Batgirl: Death Wish

Batgirl: Death Wish
Batgirl Death Wish review
  • North American Publisher / ISBN: DC - 1-5638-9981-7
  • Volume No.: 3
  • Release date: 2003
  • UPC: 9781563899812
  • Contains adult content?: no
  • Does this pass the Bechdel test?: yes
  • Positive minority portrayal?: no
  • CATEGORIES: Superhero

With Cassandra Cain’s third graphic novel Kelley Puckett becomes the sole writer of the millennium Batgirl’s adventures. She’s now adapted to a normal world, and in A Knight Alone even survived an encounter with Lady Shiva, the most dangerous person on Earth. The two agreed to meet again in a year for one final death match.
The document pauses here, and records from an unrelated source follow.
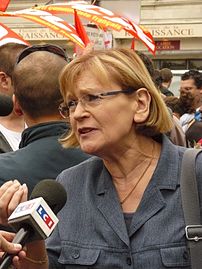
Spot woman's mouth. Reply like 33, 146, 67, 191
78, 127, 96, 135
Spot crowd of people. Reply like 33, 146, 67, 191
0, 43, 201, 268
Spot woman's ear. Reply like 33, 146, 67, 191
12, 94, 23, 116
133, 88, 151, 123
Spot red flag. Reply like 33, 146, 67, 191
0, 0, 10, 12
74, 9, 90, 46
131, 38, 135, 50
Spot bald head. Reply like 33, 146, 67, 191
12, 50, 67, 118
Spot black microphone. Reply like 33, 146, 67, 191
0, 179, 67, 269
0, 94, 13, 116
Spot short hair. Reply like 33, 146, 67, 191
181, 69, 202, 89
160, 68, 173, 83
0, 43, 28, 77
134, 51, 164, 93
153, 69, 163, 89
164, 96, 186, 117
135, 51, 155, 79
13, 50, 67, 118
59, 48, 173, 147
186, 120, 202, 147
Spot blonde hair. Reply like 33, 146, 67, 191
59, 48, 173, 148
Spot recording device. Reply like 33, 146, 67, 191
0, 179, 67, 269
0, 94, 13, 116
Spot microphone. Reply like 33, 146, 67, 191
0, 179, 67, 269
0, 94, 13, 116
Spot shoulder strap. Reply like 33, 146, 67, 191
181, 148, 202, 269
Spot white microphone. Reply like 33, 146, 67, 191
8, 197, 59, 241
0, 179, 67, 269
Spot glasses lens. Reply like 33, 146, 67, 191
16, 44, 67, 64
58, 103, 69, 118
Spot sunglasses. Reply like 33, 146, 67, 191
16, 44, 68, 64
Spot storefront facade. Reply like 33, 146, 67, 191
113, 0, 202, 70
2, 0, 202, 70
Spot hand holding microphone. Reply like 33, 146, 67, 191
0, 179, 67, 269
0, 231, 22, 256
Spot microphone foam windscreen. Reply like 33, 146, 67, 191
30, 179, 67, 214
0, 94, 13, 116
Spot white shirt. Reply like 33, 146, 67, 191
180, 113, 195, 132
180, 107, 201, 133
0, 124, 22, 151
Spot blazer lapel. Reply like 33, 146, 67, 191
129, 186, 166, 237
95, 168, 130, 246
129, 136, 181, 237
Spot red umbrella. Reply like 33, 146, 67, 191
0, 22, 30, 46
0, 0, 10, 12
0, 8, 85, 48
34, 1, 156, 54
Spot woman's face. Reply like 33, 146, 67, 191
69, 71, 137, 157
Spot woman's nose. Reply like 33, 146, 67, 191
72, 101, 88, 119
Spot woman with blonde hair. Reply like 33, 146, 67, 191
1, 48, 201, 269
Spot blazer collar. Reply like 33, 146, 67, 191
94, 135, 185, 244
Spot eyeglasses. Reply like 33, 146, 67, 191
16, 44, 68, 64
58, 87, 136, 118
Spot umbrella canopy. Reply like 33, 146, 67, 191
34, 1, 156, 54
0, 8, 85, 48
0, 1, 155, 53
0, 22, 30, 46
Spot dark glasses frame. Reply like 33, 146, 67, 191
16, 44, 68, 64
58, 87, 137, 119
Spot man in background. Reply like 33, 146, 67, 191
179, 69, 202, 132
0, 44, 89, 196
0, 43, 28, 153
159, 68, 174, 96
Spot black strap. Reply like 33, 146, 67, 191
181, 149, 202, 269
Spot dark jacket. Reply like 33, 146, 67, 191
160, 86, 174, 96
0, 132, 12, 153
0, 121, 90, 193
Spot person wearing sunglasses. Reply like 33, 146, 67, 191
0, 44, 89, 197
1, 48, 202, 269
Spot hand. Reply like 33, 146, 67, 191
0, 180, 28, 225
0, 230, 26, 269
0, 230, 22, 256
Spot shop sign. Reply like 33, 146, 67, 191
155, 40, 180, 50
13, 27, 108, 49
113, 24, 202, 39
150, 26, 194, 38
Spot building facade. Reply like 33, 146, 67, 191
114, 0, 202, 70
2, 0, 202, 70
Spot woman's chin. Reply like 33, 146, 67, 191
80, 144, 100, 156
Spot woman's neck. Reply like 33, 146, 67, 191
103, 135, 161, 183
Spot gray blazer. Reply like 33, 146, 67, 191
46, 135, 202, 269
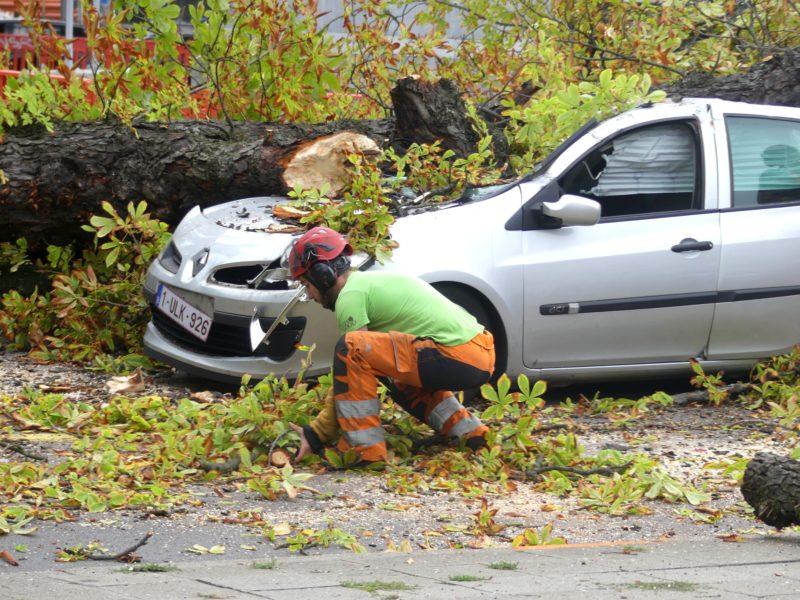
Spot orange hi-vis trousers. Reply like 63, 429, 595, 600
331, 330, 495, 462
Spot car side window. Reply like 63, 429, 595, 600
559, 121, 700, 218
726, 116, 800, 208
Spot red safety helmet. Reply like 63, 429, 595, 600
288, 226, 353, 280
Despite the foreboding title, this is a collection of standalone stories that read perfectly well in order. Puckett is a master of fast-paced, visual storytelling, allowing the artist to carry the tales in frenetic bursts of information in motion. Pages go by without a single word and this discipline carries the reader through the adventures at dizzying speeds. Here Damion Scott gives full rein to his cinematic impulses as the new Batgirl prepares for her date with death by invading a US government spook base in search of a corrupt agent, repeatedly trips over Boy Wonder Robin as both discover they’re working the same case from opposite ends, and explores the ramifications of the death penalty. This is by far and away the best and most troubling tale, when she intervenes in the execution of a felon she’d previously captured.
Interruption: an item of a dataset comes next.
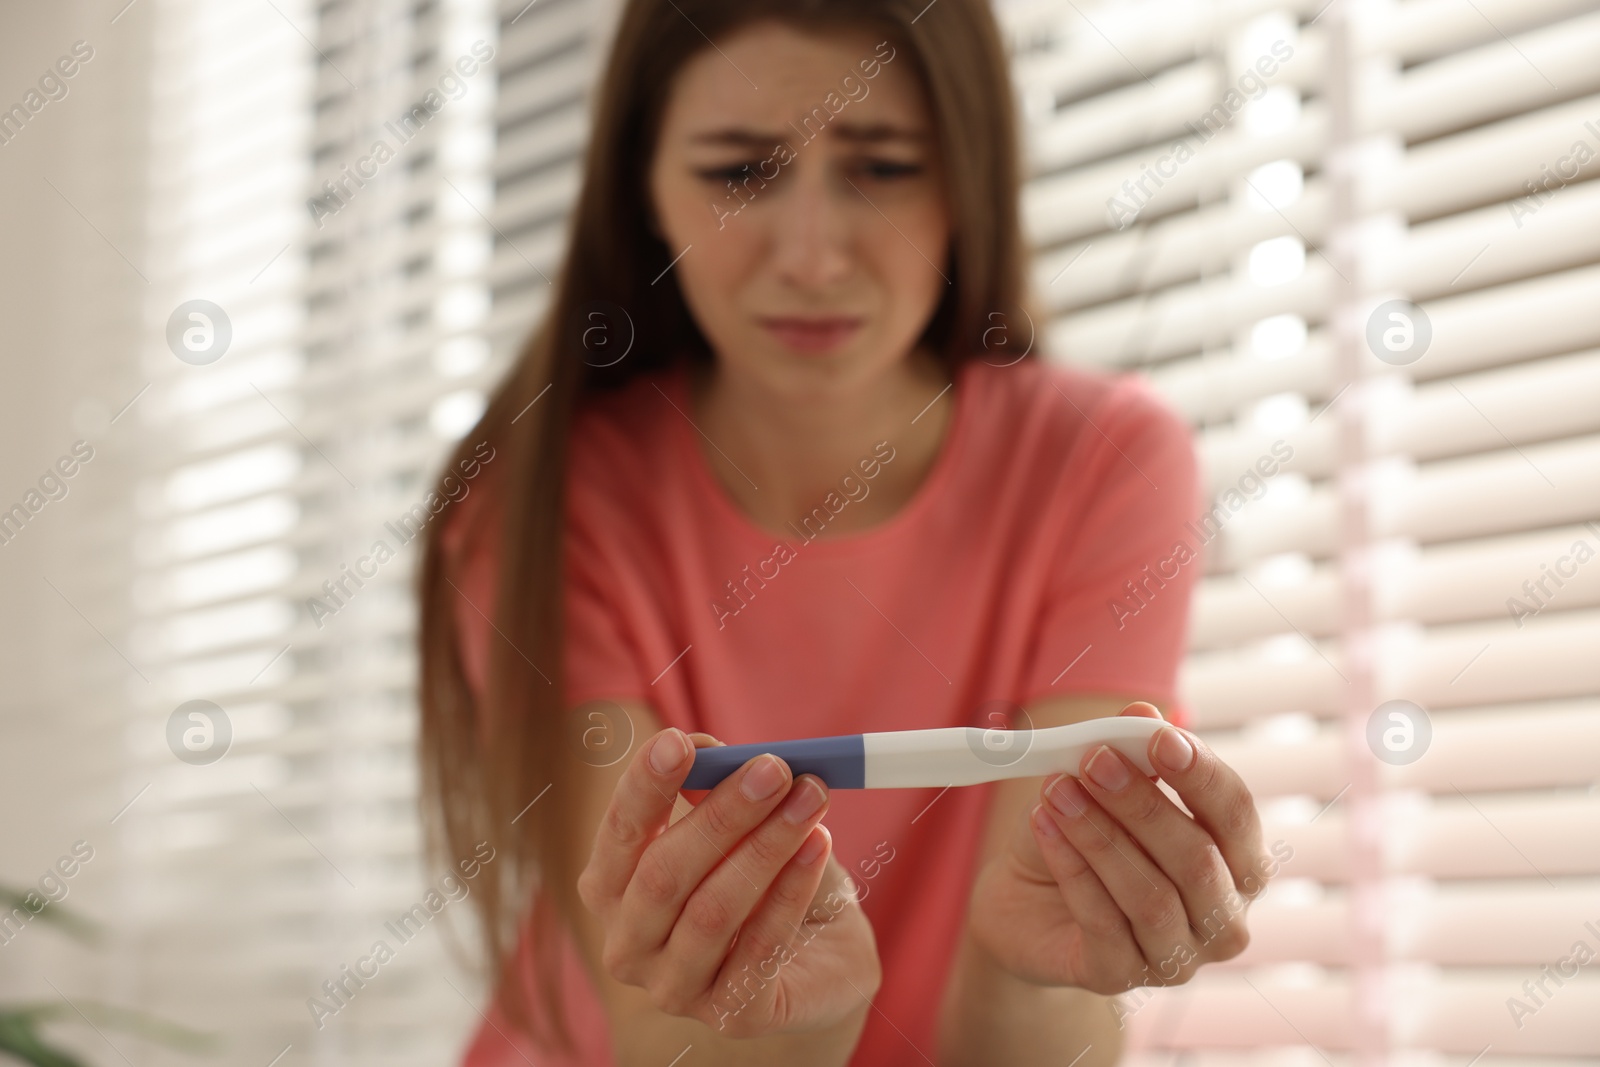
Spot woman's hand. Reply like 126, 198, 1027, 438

Throughout, Cassandra’s problems with speech and inability to read are handled cleverly and with sensitivity. When Chuck Dixon guest-scripts a telling and bitterly funny parable about families, that singular McGuffin is the trigger for Batgirl to join Stephanie Brown (the hero-in-training called Spoiler) in an attempt to handle the fallout of a kidnapping gone bad.

Puckett resumes with a moody tale as Cassandra’s father, assassin David Cain returns to Gotham with a contract to kill one of the “Bat-Squad”, and in the penultimate story ‘Little Talk’, Batman and Oracle debate the young hero’s motivation in meeting Shiva again. It’s a moody prelude to the climactic ‘I am Become Death, Destroyer of Worlds’, which features the ultimate confrontation between the two greatest martial artists on Earth – a tale full of style and surprise which still finds room to reveal a deep well of psychological subtext.

These gripping tales of flash and razzle-dazzle are picture-perfect examples of comics combat, with just the right ratio of action to plot, to keep the reader’s pulses pounding and eyes wide. Next up is Fists of Fury, while DC later reissued these stories with a few additional tales as To the Death.